Most version control systems are client/server systems. That is because version control goes hand-in-hand with team-based software development. So, in most - but not all - cases of version control, you need a version control server. CVS is one such system. You can run the server on a shared machine, or on your own local machine (it's not very big).
Actually, although CVS is built in, it's no longer as popular as it used to be, since CVS has a few limitations - you cannot archive empty directories, and CVS is totally incapable of tracking renamed files or deleted directories. So for the most part, people use Subversion (svn) these days. Subversion is a lot like CVS, but knows about the items I just mentioned. There are 2 different plugins to choose from for svn, but you do have to download and install one of them yourself, since they're not integrated into Eclipse. And, of course, you also would need to download and install the Subversion server.

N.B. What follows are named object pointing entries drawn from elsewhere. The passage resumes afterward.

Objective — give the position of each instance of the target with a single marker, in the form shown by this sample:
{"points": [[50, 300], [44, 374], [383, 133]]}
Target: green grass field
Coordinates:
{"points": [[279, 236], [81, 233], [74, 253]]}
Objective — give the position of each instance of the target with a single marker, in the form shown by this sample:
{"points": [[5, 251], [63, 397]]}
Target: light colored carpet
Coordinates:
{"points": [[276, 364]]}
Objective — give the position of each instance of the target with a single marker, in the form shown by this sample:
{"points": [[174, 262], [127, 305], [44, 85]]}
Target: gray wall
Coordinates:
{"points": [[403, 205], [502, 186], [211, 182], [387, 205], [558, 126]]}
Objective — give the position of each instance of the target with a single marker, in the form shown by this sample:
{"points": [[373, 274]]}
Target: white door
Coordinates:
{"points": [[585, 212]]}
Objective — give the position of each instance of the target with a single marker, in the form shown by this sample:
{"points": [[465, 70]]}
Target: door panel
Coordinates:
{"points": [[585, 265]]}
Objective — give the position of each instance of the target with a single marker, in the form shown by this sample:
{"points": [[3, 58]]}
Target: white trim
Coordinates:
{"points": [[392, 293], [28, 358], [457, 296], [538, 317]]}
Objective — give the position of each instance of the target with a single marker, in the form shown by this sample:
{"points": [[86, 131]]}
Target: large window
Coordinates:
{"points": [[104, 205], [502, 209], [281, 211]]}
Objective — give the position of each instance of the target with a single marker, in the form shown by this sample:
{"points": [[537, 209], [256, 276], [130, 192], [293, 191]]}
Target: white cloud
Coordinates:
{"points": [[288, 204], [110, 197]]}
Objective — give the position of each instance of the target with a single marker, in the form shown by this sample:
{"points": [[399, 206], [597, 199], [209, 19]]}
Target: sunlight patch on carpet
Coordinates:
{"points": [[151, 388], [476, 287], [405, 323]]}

There are other choices as well. Some open-source software projects (such as Xen) use Mercurial. Linus Torvalds developed Git, which is what the master source code for the Linux operating system uses.
And, of course, there are still a few people who use commercial source-code management systems such as SourceSafe and PVCS.
I'm going to be a "small government" candidate. I'll be the government. Just me. No one else.
I'll echo Tim's comments, I wouldn't bother setting up CVS. But if you don't want to set up a Subversion server, Git or Mercurial would be better. They maintain their repository on your PC in a hidden directory right next to the code you are working on. I usually use git for my toy and experimental projects, where I want to keep track of versions of code, because then I don't need access to a Subversion server.